Tribal leaders seek independence for resource development

Posted: Apr 23, 2012

Written by

JESSICA ESTEPA, E&E
Fracking on the Blackfeet Nation rez

American Indian leaders yesterday stressed the need for energy development independence as they challenged the Bureau of Land Management's proposed hydraulic fracturing rule and showed support for a Senate bill that aims to cut federal red tape.

The House Natural Resources Subcommittee on Indian and Alaska Native Affairs and Senate Indian Affairs Committee hearings allowed tribal leaders to vent their frustrations before lawmakers who have heard the same basic line in previous meetings.

The message was stated bluntly by Tex Hall, chairman of the Mandan, Hidatsa and Arikara Nation of the Fort Berthold Reservation. "These are our lands," he said. "These are not BLM's lands. These are not public lands."

The point of contention at the House hearing was whether BLM consulted tribes as it created its hydraulic fracturing rules.

The rule, which is under review by the White House Office of Management and Budget, would require public disclosure of chemicals. It also requires drillers to document that they maintained well integrity.

In his testimony, Tim Spisak, BLM's deputy assistant director of minerals and realty management, gave an outline of how the rule was drafted, saying Indian leaders would have been able to participate in a forum led by Interior Secretary Ken Salazar in November 2010 and subsequent meetings in North Dakota, Arkansas and Colorado.

Drafts of the rule were given out at the meetings before it had been printed in the Federal Register, though they were handed out toward the end of the meetings, he said.

Tribal leaders contested this, saying that while they knew of the rule, they had few details on how it would be carried out. Furthermore, they said no one from BLM or the Interior Department consulted them about the rule and how it would affect their oil and gas production. This is contradictory, they said, to Interior's policy to include tribal governments "at all stages of federal decision-making on Indian policy."

"Tribes were not afforded an opportunity to provide input on, let alone the time to analyze, the draft rule," subcommittee Chairman Don Young (R-Alaska) said. "New jobs -- especially year-round, high-wage jobs available in the oil and gas industry -- can and will have a dramatic effect on reducing unemployment and poverty on Indian reservations. But if the BLM rule goes into effect, kiss these tribal jobs goodbye."

At the Fort Berthold Reservation, the MHA Nation has about 250 wells in production, most of which use hydraulic fracturing and which provide the tribes with about $182 million in oil and gas royalties. Adding another layer of federal regulation would hurt production, since companies may opt to leave to drill on cheaper lands, Hall said.

While Hall and other tribal leaders said they supported the disclosure of chemicals used during fracturing, they opposed the rule itself. If the rule goes forward, they would pursue litigation or legislation.
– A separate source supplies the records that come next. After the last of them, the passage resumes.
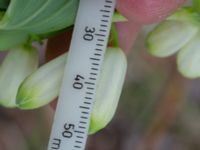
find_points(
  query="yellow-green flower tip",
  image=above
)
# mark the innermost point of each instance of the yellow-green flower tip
(18, 64)
(169, 36)
(109, 89)
(188, 58)
(42, 86)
Hall said he would like to avoid litigation if possible, because he and his tribe consider themselves to be friends of the Obama administration. But if Congress is unable or won't step in, they may have no other option left.

"Fracking is a smaller piece of the integral problem," he said.

Support, recommendations for Senate bill

At yesterday's Senate Indian Affairs meeting, ranking member John Barrasso (R-Wyo.) pushed forward his bill, S. 1684. Senators heard from five tribal leaders, including four who had testified at the House subcommittee hearing earlier yesterday.

The bill proposes streamlining the approval process for tribal energy resource agreements, or TERAs, which no tribe has entered into since they were created in the Energy Policy Act of 2005. It also would allow tribes to enter into some oil and gas agreements without prior approval from Interior and would require the department to provide energy development assistance.

The tribal leaders said they supported the bill, echoing sentiments the committee has heard about deregulation, most recently at an oversight hearing in February (E&E Daily, Feb. 17).

"Through the intervening years, tribal leader after tribal leader has come before you to express concerns about extreme needs in Indian Country, both for improved access to energy and for economic development for their constituents," said Mike Olguin, vice chairman of the Southern Ute Indian Tribal Council. "Today, we hope that members of the committee will collectively determine that the needs of Indian Country merit passage of S. 1684."

While they showed support for the bill, leaders did offer suggestions on how to improve it. Irene Cuch, chairwoman of the Ute Tribal Business Committee, said her tribe supports the bill, but she said it was just a "good start." Her tribe offered 32 recommendations on the bill, including clarifications on sovereign authority and jurisdiction.